All of these steps are necessary, but seem cold and business-like. It’s as though there are two of me at the table. One of me is dealing with the matter at hand and the other wants to curl up in a ball and sob.
Eventually we get to a subject that must be discussed, however, one I –all of us dread. When was the last time we spoke to our mother? I called her on 9\25, but didn’t get an answer and wasn’t surprised she didn’t return the call promptly. At this point we don’t know with any certainty when any one had spoken to her last. Terry spoke to her last on 9\17; the day before her birthday.
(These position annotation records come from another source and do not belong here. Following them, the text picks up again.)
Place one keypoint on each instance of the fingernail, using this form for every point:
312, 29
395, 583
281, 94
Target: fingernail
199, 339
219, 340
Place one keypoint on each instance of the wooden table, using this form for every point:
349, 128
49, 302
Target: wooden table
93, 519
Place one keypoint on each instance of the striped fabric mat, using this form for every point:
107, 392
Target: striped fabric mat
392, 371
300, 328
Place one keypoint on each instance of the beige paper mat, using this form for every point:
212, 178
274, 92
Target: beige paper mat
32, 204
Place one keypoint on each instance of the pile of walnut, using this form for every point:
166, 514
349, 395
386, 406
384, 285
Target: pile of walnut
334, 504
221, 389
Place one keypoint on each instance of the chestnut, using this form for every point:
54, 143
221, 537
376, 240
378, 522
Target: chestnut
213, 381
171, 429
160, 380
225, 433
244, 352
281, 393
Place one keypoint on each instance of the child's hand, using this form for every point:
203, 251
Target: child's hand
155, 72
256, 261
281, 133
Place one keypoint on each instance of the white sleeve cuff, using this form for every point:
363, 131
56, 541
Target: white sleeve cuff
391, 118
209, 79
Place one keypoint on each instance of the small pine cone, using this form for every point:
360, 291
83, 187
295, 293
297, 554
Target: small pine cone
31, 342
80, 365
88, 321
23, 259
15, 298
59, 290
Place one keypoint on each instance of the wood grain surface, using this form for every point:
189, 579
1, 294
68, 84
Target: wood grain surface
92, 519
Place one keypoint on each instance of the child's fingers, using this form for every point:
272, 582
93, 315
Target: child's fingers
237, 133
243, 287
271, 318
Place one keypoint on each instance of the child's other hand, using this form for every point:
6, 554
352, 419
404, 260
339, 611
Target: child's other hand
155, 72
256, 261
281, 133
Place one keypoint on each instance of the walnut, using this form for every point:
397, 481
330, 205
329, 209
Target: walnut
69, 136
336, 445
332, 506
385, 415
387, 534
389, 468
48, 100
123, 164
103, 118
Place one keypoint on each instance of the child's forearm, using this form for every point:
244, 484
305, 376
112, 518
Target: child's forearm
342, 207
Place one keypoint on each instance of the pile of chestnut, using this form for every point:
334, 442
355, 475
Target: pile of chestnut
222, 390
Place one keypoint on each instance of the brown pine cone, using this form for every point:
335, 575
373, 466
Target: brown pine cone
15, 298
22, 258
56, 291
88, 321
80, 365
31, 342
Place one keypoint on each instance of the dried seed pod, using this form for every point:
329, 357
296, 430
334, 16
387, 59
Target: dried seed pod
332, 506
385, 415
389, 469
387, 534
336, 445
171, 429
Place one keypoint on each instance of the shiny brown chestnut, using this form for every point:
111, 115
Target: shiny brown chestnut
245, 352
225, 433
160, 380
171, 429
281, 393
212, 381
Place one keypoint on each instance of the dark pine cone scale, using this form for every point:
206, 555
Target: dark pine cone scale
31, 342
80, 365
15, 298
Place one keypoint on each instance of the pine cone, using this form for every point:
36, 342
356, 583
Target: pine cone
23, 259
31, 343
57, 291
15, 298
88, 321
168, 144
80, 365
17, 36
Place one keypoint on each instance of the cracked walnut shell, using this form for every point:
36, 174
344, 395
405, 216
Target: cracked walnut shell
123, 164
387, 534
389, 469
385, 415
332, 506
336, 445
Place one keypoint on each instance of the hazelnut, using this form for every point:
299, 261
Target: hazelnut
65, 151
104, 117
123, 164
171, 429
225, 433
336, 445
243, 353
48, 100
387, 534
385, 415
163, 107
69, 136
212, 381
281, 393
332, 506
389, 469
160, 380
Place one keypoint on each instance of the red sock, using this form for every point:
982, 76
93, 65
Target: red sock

Carolyn hasn’t spoke to her in some time, years actually, but it isn’t her fault. The blame is completely Mother’s. As it turns out my last call to her was the last call on her phone.
The three of us had odd relationships with our Mother the last few years. Off and on adversarial relationships between us as individuals and her and for someone that didn’t know my Mother it would be hard to understand and hard to explain.
The last few years she changed from a laughing, practical jokester and caring person to an angry, short-tempered, almost spiteful person. Maybe it was age, maybe something happened, maybe it was a cumulative effect from everything that happened to her over the years, or maybe it was losing a child. My younger brother- Jerry- passed away eight years ago this Thanksgiving. Losing a sibling was tough; I cannot possibly imagine losing a child.
My Mother was tough. Not cage-match tough (although I wouldn’t have bet against her in her weight class), but raise-four-kids-on-your-own tough. The toughest person I have ever known. She got that way because of a will to survive. When she was a child somewhere deep in the lizard part of her brain, due to her family life and the conditions she grew up in, her survival instinct was triggered and it never waned.
We didn’t grow up with much and my mother had even less growing up, but she gave us what she could, when she could. She also gave us some things no one can ever take away: she gave us the ability to appreciate what we have and she gave us morals, honesty, the desire to do better and the desire to be better. Things she herself had in abundance. Things my brother, sister, and I have passed on to our own children. It’s our legacy and it’s a damn good one.
I’m not going to remember the angry Mother.
I’m going to remember and dearly miss the fun-loving, full of life, practical joker, the laugh out-loud Mother, the Mother with the mischievous grin, the Mother that could play and take a joke with the best of them; the hard-working, deeply-caring Mother. The Mother with the pretty smile. That’s the Mother I’m going to miss. That’s the Mother I’m going to remember. It’s my legacy to do so and it’s a damn good one.